Ervine's younger brother, Craig, was Zimbabwe's best batsman in its ODI series loss to Bangladesh last year. He will again be expected to contribute heavily in a batting lineup without any major stars.
Captain Elton Chigumbura and the experienced Tatenda Taibu also offer some batting resilience, but Zimbabwe has identified slow bowling as its best chance of upsetting the opposition in the subcontinent.
Four specialist spinners in Ray Price, former captain Prosper Utseya, Graeme Cremer and Greg Lamb were picked in the 15-man squad selected specifically with conditions in India, Sri Lanka and Bangladesh in mind.
"We are going to miss that allround ability Sean would have brought to the side, but I am pleased with the talent we have got in our squad," bowling coach Heath Streak said. "We have got a lot of options and there is no hiding the fact that our strength has been our spin department — it is going to suit us going into the subcontinent."
Zimbabwe will also be strengthened by the experience and expertise of Lara, who linked up with the team as a batting consultant as it acclimatized to Asian conditions at a training camp in Dubai ahead of the World Cup.
If Lara, who played 299 limited-overs internationals, can inspire Zimbabwe's batsmen to produce some consistency, the spin bowlers will have a chance with runs to defend.
Lara will join a management team made up of English head coach Alan Butcher and former Zimbabwe internationals Grant Flower and Streak, the batting and bowling coaches respectively.
They will attempt to revive Zimbabwe's reputation as a dangerous underdog which progressed to the Super Six stage of the World Cup in 1999 and 2003. Zimbabwe beat Australia at the 1983 World Cup, its first appearance, and then upset India and South Africa in 1999 for three of its most famous one-day victories.

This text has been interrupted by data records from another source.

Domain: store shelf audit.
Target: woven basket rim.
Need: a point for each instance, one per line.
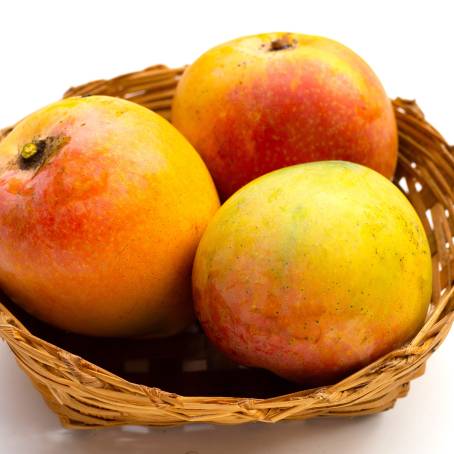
(153, 87)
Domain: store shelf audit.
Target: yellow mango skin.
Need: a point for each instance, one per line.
(249, 110)
(100, 240)
(313, 271)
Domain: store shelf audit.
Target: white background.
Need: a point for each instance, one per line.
(48, 46)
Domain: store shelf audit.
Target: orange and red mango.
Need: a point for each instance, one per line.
(313, 271)
(268, 101)
(102, 205)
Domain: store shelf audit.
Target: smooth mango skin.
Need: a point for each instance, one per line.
(249, 110)
(313, 271)
(100, 240)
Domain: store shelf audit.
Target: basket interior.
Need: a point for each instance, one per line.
(186, 364)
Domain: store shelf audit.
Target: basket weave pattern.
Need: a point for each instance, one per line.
(85, 395)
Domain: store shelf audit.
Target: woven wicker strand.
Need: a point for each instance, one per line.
(84, 395)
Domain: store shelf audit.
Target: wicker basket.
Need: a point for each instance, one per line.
(95, 382)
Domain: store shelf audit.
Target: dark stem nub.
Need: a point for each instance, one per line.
(35, 154)
(32, 154)
(284, 42)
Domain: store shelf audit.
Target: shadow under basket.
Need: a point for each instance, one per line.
(91, 383)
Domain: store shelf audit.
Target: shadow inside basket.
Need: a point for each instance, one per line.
(186, 364)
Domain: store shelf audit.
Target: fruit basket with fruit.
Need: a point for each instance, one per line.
(92, 382)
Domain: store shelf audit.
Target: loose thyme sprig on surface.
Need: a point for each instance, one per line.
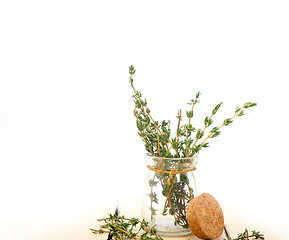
(245, 235)
(120, 227)
(157, 136)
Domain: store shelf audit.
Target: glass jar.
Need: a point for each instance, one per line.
(169, 187)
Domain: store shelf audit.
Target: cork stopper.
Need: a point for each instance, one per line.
(205, 217)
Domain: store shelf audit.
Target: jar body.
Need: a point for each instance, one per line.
(169, 186)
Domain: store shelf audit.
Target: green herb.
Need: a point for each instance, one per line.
(245, 235)
(187, 142)
(120, 227)
(157, 135)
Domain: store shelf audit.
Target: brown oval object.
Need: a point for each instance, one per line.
(205, 217)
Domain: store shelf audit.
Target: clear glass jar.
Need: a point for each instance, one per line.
(170, 185)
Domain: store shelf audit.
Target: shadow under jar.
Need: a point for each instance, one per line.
(170, 185)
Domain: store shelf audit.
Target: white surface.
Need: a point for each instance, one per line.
(68, 143)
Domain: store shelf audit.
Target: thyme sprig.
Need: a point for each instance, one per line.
(157, 136)
(120, 227)
(187, 142)
(245, 235)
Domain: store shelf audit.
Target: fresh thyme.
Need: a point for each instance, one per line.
(157, 136)
(120, 227)
(245, 235)
(187, 142)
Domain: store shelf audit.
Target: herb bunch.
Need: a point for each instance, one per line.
(188, 140)
(245, 235)
(120, 227)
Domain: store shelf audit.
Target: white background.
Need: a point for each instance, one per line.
(69, 148)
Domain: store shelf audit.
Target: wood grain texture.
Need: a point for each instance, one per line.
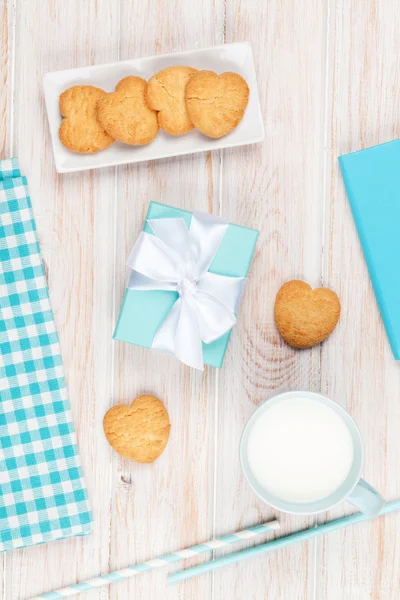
(329, 76)
(273, 187)
(167, 505)
(74, 216)
(357, 368)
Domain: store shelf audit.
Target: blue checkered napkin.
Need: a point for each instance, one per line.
(42, 493)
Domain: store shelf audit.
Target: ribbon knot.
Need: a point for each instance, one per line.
(187, 287)
(177, 259)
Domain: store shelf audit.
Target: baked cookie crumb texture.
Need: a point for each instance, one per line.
(166, 95)
(125, 114)
(80, 130)
(216, 103)
(303, 316)
(140, 431)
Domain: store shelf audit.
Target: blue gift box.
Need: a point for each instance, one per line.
(142, 312)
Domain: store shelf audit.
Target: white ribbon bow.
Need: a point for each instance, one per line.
(176, 258)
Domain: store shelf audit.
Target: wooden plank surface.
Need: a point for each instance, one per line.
(74, 216)
(357, 367)
(329, 76)
(167, 505)
(273, 187)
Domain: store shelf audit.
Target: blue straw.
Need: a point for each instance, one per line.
(300, 536)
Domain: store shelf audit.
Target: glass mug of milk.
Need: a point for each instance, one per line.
(302, 453)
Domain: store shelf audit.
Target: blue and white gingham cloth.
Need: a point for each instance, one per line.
(42, 493)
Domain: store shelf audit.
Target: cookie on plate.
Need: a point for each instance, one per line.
(216, 103)
(140, 431)
(80, 130)
(303, 316)
(166, 95)
(125, 114)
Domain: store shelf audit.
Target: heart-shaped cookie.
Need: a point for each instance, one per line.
(303, 316)
(80, 130)
(140, 431)
(216, 103)
(125, 115)
(166, 94)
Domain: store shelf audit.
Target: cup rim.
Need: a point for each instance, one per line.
(303, 508)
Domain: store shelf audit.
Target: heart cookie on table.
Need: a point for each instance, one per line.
(80, 130)
(140, 431)
(305, 316)
(166, 95)
(216, 103)
(125, 114)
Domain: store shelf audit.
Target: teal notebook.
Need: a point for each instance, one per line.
(372, 180)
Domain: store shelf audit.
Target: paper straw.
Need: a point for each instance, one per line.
(301, 536)
(226, 540)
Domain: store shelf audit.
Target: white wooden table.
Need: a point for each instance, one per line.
(329, 77)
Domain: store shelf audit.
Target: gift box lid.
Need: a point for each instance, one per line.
(142, 312)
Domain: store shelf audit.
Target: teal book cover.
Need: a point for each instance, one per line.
(372, 181)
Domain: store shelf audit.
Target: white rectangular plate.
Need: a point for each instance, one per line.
(236, 57)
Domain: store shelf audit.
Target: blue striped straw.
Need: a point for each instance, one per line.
(226, 540)
(289, 540)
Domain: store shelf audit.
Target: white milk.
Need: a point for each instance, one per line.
(300, 450)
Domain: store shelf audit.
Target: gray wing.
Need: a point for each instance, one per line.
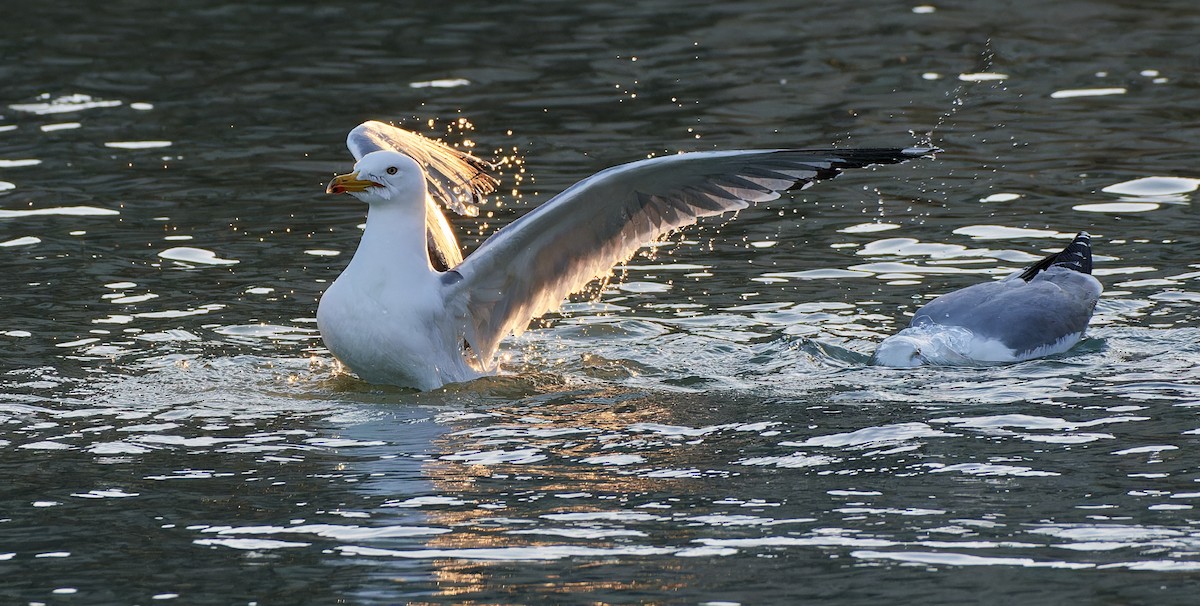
(529, 267)
(456, 179)
(1021, 315)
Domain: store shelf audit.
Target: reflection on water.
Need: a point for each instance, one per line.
(702, 429)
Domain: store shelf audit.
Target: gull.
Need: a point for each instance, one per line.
(1042, 310)
(411, 311)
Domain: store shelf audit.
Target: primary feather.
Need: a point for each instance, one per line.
(531, 265)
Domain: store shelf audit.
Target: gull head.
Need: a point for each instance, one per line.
(382, 177)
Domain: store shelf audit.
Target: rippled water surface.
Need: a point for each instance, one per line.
(703, 429)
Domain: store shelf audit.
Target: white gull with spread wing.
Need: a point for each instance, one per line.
(411, 311)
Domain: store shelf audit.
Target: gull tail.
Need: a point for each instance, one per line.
(1077, 256)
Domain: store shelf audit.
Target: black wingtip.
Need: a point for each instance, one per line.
(1077, 256)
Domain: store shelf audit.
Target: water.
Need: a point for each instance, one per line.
(706, 430)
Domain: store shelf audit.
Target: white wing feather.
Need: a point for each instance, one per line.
(529, 267)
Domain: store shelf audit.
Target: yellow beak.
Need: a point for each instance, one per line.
(348, 184)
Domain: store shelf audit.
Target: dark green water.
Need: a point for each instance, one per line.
(706, 431)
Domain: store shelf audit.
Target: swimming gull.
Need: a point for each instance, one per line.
(1038, 311)
(409, 311)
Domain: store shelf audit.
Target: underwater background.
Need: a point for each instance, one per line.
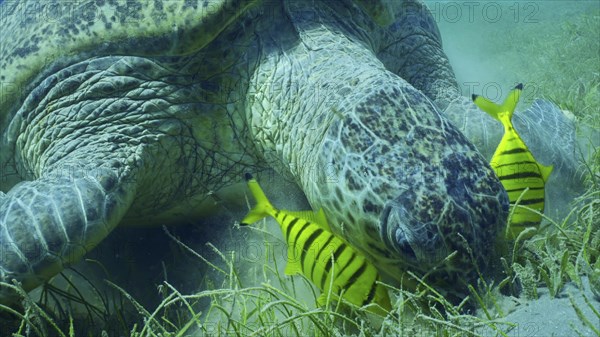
(211, 278)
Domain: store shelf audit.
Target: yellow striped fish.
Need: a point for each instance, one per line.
(515, 166)
(311, 248)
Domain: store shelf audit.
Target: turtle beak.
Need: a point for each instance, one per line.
(417, 242)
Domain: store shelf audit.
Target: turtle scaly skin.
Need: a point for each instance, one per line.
(138, 122)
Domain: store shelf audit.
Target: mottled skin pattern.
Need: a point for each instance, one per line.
(147, 108)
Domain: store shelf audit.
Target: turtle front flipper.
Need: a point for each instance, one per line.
(50, 223)
(96, 143)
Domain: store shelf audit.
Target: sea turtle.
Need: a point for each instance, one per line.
(133, 112)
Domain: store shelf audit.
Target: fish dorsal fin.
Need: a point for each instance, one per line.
(293, 267)
(486, 105)
(545, 170)
(510, 103)
(318, 218)
(496, 110)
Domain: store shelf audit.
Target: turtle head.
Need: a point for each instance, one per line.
(448, 222)
(406, 187)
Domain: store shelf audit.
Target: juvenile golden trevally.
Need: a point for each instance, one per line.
(311, 248)
(515, 166)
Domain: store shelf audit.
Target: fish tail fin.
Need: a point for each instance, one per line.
(546, 170)
(496, 110)
(263, 206)
(510, 103)
(488, 106)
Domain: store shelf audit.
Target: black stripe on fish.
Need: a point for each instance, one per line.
(531, 201)
(521, 175)
(516, 163)
(371, 295)
(336, 254)
(358, 273)
(343, 268)
(307, 245)
(513, 151)
(288, 231)
(312, 272)
(523, 189)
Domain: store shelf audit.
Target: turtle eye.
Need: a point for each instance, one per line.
(403, 244)
(393, 230)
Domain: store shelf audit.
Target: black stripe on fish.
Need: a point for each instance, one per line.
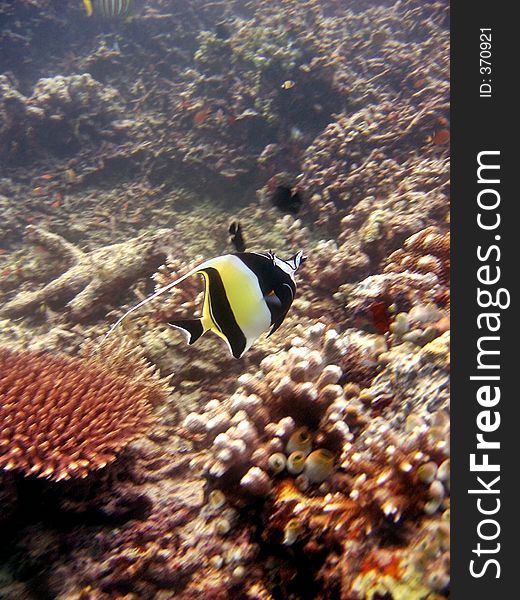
(271, 279)
(113, 8)
(222, 314)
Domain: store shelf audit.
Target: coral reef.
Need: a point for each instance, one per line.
(318, 465)
(62, 114)
(64, 417)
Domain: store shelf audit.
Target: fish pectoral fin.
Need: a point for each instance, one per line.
(192, 328)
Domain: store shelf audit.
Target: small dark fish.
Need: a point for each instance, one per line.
(107, 8)
(286, 200)
(236, 237)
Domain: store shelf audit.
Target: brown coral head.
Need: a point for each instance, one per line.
(62, 417)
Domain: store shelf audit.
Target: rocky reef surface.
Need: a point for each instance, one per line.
(318, 465)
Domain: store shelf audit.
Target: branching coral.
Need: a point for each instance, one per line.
(63, 417)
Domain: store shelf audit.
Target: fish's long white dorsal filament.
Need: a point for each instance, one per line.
(152, 297)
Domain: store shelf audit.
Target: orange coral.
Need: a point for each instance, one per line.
(61, 417)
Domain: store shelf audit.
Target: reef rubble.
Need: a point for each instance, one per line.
(318, 465)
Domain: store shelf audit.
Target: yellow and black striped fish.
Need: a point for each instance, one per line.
(246, 295)
(107, 8)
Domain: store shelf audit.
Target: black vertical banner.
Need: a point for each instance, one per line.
(485, 247)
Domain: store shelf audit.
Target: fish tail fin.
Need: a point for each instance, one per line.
(193, 328)
(88, 7)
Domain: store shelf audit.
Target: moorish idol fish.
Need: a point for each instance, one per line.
(246, 294)
(107, 8)
(236, 237)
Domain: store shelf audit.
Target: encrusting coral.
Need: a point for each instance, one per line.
(92, 278)
(62, 417)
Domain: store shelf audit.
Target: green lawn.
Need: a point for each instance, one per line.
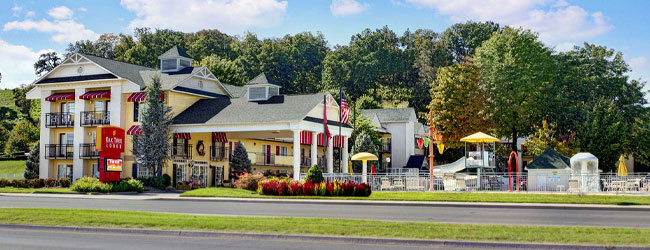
(12, 167)
(441, 196)
(335, 227)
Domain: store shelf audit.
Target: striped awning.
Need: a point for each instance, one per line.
(60, 96)
(182, 136)
(134, 130)
(219, 137)
(96, 94)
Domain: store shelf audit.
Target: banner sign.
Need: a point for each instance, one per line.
(114, 165)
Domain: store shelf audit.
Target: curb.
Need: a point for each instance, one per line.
(356, 240)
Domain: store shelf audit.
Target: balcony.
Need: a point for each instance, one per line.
(59, 151)
(59, 120)
(87, 151)
(182, 151)
(218, 153)
(95, 118)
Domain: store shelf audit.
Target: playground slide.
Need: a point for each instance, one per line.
(450, 168)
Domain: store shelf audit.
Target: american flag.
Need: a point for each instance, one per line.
(345, 109)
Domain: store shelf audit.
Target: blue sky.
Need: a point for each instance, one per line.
(32, 27)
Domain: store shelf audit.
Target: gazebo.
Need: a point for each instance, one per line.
(479, 154)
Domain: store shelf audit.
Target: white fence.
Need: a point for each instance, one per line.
(502, 182)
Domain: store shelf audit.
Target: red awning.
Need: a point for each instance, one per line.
(134, 130)
(182, 136)
(219, 137)
(137, 97)
(60, 96)
(96, 94)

However, it couldn't even beat Ireland at the 2007 World Cup as it went winless and slipped to an early exit and the effects of the 2004 player exodus were felt.
Even with the gradual slide, former Australia bowler Jason Gillespie, who now coaches in Zimbabwe, thinks some of the old fight may have returned to the team.
"Yes, they [Zimbabwe] are very much the outsiders, but every side can beat any of the others," Gillespie said. "That's been proven.
"Upsets do happen. And Zimbabwe should keep that very much in mind."
"My advice to Australia would be, 'Don't take Zimbabwe lightly. They are dangerous and they've beaten you before."'
Pakistan, New Zealand, Sri Lanka, Canada and Kenya are Zimbabwe's other World Cup opponents in Group A.